La encontré flotando en una cubeta. Fue un accidente; no pretendía mirar el agua del perro. Hacía tan solo dos horas que se la había servido fresca y limpia, un pequeño oasis en medio del invierno de nuestra ciudad, donde el sol del mediodía todavía te empuja a buscar refugio en la sombra.
Yo iba de salida a la tienda, a comprar los ingredientes faltantes para la comida. El perro movía su cola peluda, ansioso, adivinando mi intención de cruzar la reja. Aunque tuviera el plato lleno y seguridad las veinticuatro horas, se sabía que este patio seguía siendo una prisión para él.

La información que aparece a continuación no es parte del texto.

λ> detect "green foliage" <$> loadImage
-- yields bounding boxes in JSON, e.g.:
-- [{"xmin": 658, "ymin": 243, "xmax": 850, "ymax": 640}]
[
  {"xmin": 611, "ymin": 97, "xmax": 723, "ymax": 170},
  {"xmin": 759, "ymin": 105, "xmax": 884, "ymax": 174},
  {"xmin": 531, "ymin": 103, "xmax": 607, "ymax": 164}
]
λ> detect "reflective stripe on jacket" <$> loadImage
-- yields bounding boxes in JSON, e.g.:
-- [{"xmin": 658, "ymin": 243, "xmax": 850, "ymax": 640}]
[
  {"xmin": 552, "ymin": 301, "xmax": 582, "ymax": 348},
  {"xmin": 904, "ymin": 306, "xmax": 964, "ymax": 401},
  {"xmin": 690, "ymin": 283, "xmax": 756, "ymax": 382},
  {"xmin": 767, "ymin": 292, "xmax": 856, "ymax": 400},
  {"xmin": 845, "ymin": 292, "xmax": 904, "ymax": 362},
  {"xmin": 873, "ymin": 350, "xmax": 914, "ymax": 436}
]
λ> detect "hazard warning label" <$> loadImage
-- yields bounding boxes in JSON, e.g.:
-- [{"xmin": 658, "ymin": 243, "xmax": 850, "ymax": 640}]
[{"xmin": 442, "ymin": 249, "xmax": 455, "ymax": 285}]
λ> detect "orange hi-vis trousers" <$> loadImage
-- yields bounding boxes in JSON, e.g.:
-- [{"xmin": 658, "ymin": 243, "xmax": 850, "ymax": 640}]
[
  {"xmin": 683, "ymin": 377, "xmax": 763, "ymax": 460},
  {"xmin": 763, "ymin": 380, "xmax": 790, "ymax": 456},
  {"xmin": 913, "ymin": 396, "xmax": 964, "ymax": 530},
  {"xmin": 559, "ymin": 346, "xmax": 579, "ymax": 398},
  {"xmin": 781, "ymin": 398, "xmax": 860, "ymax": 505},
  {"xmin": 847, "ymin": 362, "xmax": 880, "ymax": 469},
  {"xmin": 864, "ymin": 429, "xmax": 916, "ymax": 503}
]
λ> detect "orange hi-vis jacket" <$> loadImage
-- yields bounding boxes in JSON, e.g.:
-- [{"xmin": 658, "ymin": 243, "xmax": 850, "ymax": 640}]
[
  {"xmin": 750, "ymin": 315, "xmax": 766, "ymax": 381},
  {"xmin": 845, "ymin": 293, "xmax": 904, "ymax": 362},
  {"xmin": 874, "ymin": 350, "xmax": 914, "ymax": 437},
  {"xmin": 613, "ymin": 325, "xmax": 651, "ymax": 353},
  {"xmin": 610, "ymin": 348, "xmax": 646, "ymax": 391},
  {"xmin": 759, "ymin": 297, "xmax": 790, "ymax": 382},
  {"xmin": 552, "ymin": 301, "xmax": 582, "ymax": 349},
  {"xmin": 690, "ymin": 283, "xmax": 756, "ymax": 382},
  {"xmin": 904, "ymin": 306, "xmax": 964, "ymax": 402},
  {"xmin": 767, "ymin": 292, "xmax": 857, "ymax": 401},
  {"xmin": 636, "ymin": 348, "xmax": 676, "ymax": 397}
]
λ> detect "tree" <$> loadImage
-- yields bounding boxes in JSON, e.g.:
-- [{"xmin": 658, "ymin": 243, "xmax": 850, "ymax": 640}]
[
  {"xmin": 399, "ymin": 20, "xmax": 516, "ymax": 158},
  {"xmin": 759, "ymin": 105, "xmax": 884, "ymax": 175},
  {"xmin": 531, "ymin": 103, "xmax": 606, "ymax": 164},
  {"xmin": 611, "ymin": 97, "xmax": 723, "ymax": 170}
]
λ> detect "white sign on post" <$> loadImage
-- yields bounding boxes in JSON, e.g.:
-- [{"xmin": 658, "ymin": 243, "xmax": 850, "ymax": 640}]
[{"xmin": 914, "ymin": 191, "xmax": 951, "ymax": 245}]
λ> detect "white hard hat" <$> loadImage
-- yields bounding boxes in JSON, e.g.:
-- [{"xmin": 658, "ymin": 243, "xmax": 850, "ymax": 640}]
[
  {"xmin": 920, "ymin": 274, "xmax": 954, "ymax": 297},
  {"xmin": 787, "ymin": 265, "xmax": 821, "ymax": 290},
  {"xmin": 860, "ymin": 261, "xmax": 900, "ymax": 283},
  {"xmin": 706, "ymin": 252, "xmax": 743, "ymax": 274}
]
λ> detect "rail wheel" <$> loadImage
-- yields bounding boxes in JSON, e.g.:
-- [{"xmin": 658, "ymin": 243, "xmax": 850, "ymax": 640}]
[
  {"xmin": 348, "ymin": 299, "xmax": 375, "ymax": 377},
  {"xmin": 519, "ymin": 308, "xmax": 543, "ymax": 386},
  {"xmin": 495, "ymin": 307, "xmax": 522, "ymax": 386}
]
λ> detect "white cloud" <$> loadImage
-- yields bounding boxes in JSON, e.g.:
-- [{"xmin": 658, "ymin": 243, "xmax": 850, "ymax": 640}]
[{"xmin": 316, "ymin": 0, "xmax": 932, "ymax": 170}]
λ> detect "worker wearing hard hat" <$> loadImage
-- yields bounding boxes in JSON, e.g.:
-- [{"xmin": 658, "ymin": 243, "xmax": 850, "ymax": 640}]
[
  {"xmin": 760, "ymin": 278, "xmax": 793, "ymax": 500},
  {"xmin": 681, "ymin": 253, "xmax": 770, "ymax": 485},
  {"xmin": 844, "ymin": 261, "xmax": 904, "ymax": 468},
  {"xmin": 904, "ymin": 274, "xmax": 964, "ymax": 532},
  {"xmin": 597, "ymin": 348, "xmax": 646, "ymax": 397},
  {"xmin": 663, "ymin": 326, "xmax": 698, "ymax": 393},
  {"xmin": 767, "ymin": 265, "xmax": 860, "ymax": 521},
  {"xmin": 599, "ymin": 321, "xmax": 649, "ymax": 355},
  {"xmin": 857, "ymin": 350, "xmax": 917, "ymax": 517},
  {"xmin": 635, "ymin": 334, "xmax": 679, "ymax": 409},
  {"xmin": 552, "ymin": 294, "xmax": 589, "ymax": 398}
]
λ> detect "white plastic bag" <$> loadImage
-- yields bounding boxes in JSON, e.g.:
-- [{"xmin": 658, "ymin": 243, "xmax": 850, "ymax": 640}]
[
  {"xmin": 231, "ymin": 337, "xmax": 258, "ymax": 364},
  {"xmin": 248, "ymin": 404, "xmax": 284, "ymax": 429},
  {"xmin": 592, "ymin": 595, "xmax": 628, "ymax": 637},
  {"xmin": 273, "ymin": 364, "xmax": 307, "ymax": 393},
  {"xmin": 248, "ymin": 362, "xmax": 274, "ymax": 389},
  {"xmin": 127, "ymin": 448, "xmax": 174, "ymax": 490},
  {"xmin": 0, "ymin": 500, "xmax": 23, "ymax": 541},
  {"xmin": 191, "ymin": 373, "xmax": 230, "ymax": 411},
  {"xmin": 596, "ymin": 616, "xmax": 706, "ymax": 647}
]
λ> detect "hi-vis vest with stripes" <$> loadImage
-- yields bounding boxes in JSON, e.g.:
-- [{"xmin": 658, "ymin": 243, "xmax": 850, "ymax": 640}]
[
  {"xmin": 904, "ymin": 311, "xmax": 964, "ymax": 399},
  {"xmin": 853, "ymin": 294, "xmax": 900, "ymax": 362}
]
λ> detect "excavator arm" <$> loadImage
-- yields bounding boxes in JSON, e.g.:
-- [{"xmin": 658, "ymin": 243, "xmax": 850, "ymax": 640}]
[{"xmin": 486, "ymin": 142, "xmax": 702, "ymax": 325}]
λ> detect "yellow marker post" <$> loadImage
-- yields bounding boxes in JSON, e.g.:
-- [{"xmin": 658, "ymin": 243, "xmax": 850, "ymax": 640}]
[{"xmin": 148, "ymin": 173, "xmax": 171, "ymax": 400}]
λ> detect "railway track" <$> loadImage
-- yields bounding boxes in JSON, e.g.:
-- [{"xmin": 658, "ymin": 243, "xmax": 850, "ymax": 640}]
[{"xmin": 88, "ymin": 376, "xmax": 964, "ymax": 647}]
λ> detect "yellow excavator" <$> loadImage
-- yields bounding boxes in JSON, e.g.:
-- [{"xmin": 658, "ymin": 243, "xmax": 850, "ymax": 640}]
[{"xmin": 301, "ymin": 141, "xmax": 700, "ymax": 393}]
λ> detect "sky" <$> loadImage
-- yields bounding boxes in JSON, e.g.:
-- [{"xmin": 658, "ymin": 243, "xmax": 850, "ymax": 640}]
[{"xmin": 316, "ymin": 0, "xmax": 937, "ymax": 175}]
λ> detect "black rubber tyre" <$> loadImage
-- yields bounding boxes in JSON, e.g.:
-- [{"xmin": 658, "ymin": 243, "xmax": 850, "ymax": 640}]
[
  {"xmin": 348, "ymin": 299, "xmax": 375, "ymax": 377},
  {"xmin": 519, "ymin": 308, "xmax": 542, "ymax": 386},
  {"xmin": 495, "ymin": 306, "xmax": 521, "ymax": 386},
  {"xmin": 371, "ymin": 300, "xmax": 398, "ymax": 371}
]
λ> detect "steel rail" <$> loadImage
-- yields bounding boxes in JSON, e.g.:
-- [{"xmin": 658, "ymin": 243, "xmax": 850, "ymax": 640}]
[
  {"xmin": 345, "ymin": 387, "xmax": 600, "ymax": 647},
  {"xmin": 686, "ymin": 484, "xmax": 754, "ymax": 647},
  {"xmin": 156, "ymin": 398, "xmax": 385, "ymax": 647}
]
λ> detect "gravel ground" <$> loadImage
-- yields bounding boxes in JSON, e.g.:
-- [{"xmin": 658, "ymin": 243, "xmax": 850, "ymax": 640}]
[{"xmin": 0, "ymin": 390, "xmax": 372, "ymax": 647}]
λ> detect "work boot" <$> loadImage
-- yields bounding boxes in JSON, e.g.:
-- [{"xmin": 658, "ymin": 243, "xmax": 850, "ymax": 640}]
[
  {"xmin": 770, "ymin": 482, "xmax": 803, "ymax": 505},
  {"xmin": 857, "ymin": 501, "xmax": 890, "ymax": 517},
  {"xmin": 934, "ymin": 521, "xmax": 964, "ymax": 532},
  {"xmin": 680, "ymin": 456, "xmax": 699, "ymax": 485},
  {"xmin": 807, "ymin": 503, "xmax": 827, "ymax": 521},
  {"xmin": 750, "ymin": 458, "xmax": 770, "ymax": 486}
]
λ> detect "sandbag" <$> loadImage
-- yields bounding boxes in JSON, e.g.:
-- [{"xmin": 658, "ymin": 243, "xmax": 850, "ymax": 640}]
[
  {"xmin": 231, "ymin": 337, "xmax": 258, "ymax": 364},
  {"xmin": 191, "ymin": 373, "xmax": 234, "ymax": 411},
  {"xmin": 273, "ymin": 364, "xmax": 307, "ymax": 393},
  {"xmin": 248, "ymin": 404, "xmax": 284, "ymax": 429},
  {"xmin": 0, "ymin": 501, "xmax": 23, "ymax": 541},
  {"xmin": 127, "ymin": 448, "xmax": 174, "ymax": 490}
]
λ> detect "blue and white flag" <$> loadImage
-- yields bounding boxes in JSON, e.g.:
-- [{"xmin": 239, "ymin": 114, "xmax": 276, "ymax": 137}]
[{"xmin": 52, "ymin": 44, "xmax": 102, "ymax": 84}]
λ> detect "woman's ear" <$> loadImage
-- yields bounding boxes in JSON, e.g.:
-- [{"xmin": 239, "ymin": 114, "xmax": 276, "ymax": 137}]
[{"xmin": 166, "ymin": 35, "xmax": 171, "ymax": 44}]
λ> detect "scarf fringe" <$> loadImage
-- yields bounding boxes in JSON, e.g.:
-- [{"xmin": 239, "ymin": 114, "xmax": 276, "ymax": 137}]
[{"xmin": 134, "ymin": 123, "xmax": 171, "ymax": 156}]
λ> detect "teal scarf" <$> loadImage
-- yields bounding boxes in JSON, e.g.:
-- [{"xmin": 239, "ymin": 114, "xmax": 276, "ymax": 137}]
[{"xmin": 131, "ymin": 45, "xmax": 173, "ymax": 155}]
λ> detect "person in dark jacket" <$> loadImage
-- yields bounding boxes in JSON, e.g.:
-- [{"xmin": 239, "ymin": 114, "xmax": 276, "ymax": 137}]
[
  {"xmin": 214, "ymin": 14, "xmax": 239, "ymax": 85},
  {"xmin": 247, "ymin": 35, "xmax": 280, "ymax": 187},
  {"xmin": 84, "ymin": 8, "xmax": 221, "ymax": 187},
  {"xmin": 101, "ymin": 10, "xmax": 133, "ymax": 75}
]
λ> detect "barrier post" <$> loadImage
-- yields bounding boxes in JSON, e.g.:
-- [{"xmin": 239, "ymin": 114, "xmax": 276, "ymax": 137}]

Fue entonces cuando la vi.
Estaba boca arriba, con las alas extendidas, flotando de una forma hipnótica sobre la superficie quieta. Mi primer pensamiento fue cruelmente pragmático: el perro estaba a punto de tragársela; mezclada con el agua, sería un pequeño manjar, una galleta inesperada en su mundo de croquetas.
De no haber sido por los minúsculos espasmos de sus patas, habría seguido creyendo que estaba muerta.
En ese momento lo sentí: la urgencia de salvarla.
Fue irónico. Segundos atrás, no me importaba abandonarla a su suerte, dejándola naufragar en el hocico de un carnívoro. A él lo había visto cazar palomas en pleno vuelo; una mariposa no sería más que un suspiro en su garganta. Pero, ¿y qué hay de mí? Si no hacía nada, ¿sería su cómplice? Dudé seriamente: ¿Qué clase de persona era aquella que dejaba morir a otro ser, por su propia comodidad?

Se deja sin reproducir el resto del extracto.